Alzheimer : faire cet exercice mental 10 minutes par jour réduirait les risques de la maladie !

La maladie d'Alzheimer est l'une des maladies les plus terrifiantes qui soient. Pour l'éviter, un exercice pourrait vous aider.

Source : IStock

Personne ne veut oublier tous ses souvenirs. C’est pourtant, malheureusement, le destin des personnes condamnées par la maladie d’Alzheimer. Elles oublient peu à peu qui sont leurs proches, puis qui elles sont. Le cerveau n’est plus capable de se rappeler quoi que ce soit, et les personnes malades sont rapidement totalement dépendantes. C’est une peur pour des millions de personnes.

Éloigner Alzheimer grâce à l’introspection 

C’est une récente étude, publiée dans Neurology en juillet, qui le démontre. L’introspection est-elle utile pour avoir de meilleures capacités cognitives ? C’est en tout cas ce que conclut cette étude, menée par des chercheurs britanniques, français, belges et allemands. Deux essais cliniques et leurs données ont permis d’aboutir à ces conclusions. Au total, ce sont 259 participants âgés entre 69 et 73 ans qui ont été soumis aux tests.

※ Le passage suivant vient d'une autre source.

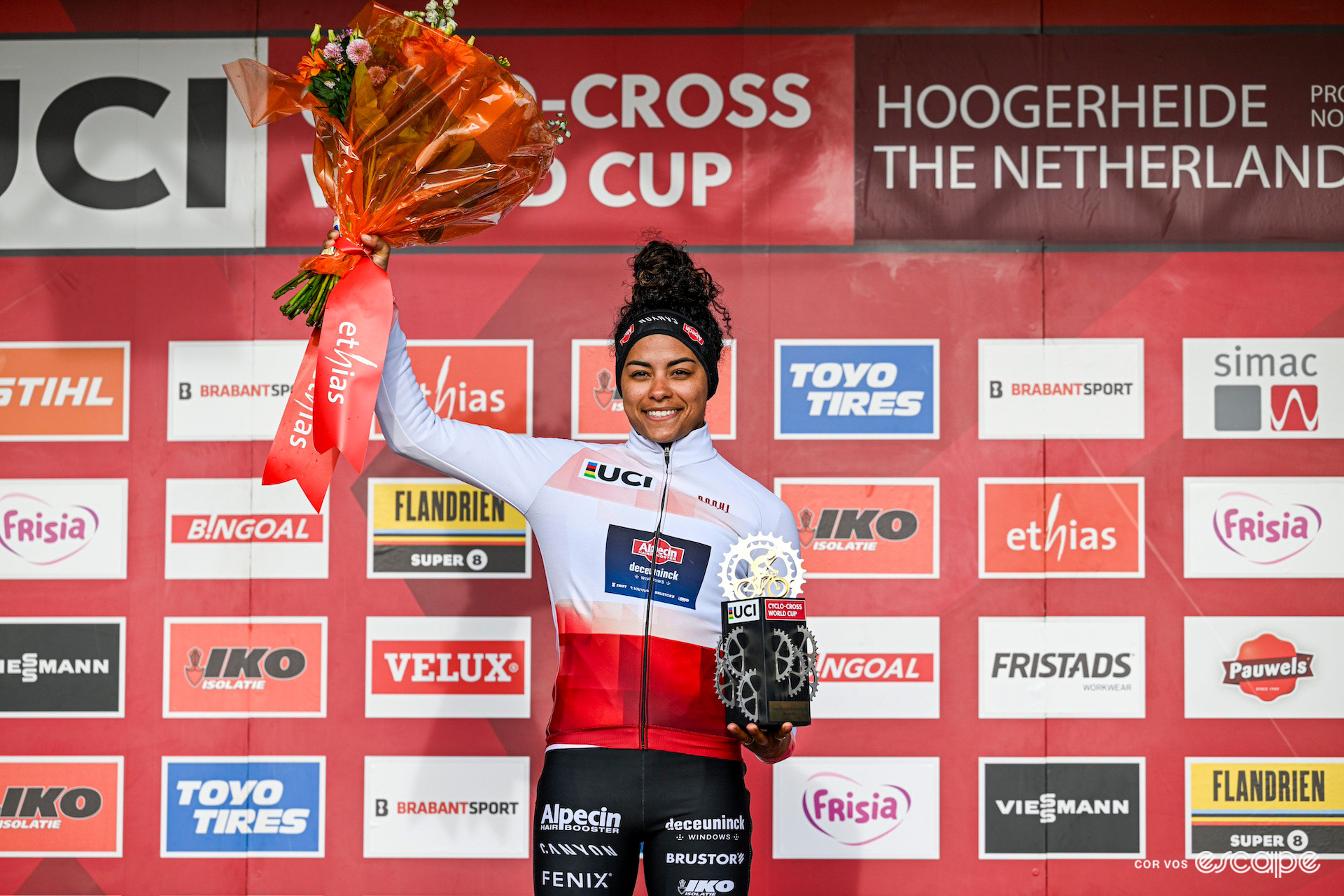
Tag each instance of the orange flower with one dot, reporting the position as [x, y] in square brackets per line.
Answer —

Ils ont répondu à plusieurs questions concernant leurs habitudes de vie. Certaines questions, en particulier, ont une grande importance. Celles qui questionnent la fréquence à laquelle ils se plongent dans l’analyse et la compréhension de leurs pensées et de leurs sentiments. Autrement dit, la fréquence des introspections qu’ils font.

Les réponses ont été comparées et le bilan est sans appel. Les personnes qui pratiquent le plus souvent l’introspection sont ceux qui présentent les meilleures capacités cognitives. Ainsi, la docteure Harriet Demnitz-King, co-autrice de l’étude, ose s’avancer dans un communiqué. Elle indique que ce qu’elle appelle l’auto-réflexion peut être un « outil pour aider les gens à rester en bonne santé cognitive en vieillissant« . Contre la maladie d’Alzheimer, c’est un exercice mental qui est utile, surtout qu’il n’existe à l’heure actuelle aucun traitement curatif.

Mais comment faire ? C’est très simple. Il suffit de prendre quelques minutes par jour et d’analyser ses pensées, de mettre des mots sur les sentiments qui nous traversent, s’emparent de nous. Suis-je heureux, et si oui pourquoi ? Suis-je triste ? Pourquoi ai-je ressenti cette émotion à ce moment précis ?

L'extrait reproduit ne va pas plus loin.